The dome then rises again before returning to its original position, the sped-up video published by the Baza social media news channel Tuesday shows. Visitors barely noticed the lid’s mysterious elevation when it happened Saturday because it happened so slowly, the museum’s director told the state-run RIA Novosti news agency.

“It could have been a technical malfunction. Our equipment lifts the dome, so it was somehow involved in this,” museum director Vladimir Bogdanovsky told the agency.

Bogdanovsky ruled out foul play because the only remote control that raises and lowers the glass dome was locked inside a box under video surveillance. “We have no explanation as to who gave the command and how it happened,” he said. “The fact remains, but we can’t explain it yet,” RIA Novosti quoted Bogdanovsky as saying.

The piece lay pride of place in Chelyabinsk’s state historical museum, and was a key draw to visitors who wanted to find out about the meteorite that strained retinas and dazzled the sky above the city nestled near the Ural Mountains in February 2013.

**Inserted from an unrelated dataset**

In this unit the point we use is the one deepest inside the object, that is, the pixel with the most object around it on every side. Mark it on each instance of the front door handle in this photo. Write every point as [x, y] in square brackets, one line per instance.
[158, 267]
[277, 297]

The size of a six-story building, the entire meteorite was the largest natural object to breach the Earth’s atmosphere for more than a century, and it injured more than 1,200 people, mostly from shattered glass caused by the shock wave it generated, according to Space.com. However, he did emphasize that “we don’t believe in mysticism,” suggesting that the incident was simply down to a “technical failure.”

Equally prosaic was the explanation given by the region’s minister of culture, Alexey Betekhtin, who said, “I think it’s probably a technical failure, from which no one is immune.”

He said that the alarm system around the exhibit worked correctly but the museum needed to carry out a “system check to reveal why it happened and make sure such a surprise does not happen again,” according to the local publication Vecherny Chelyabinsk.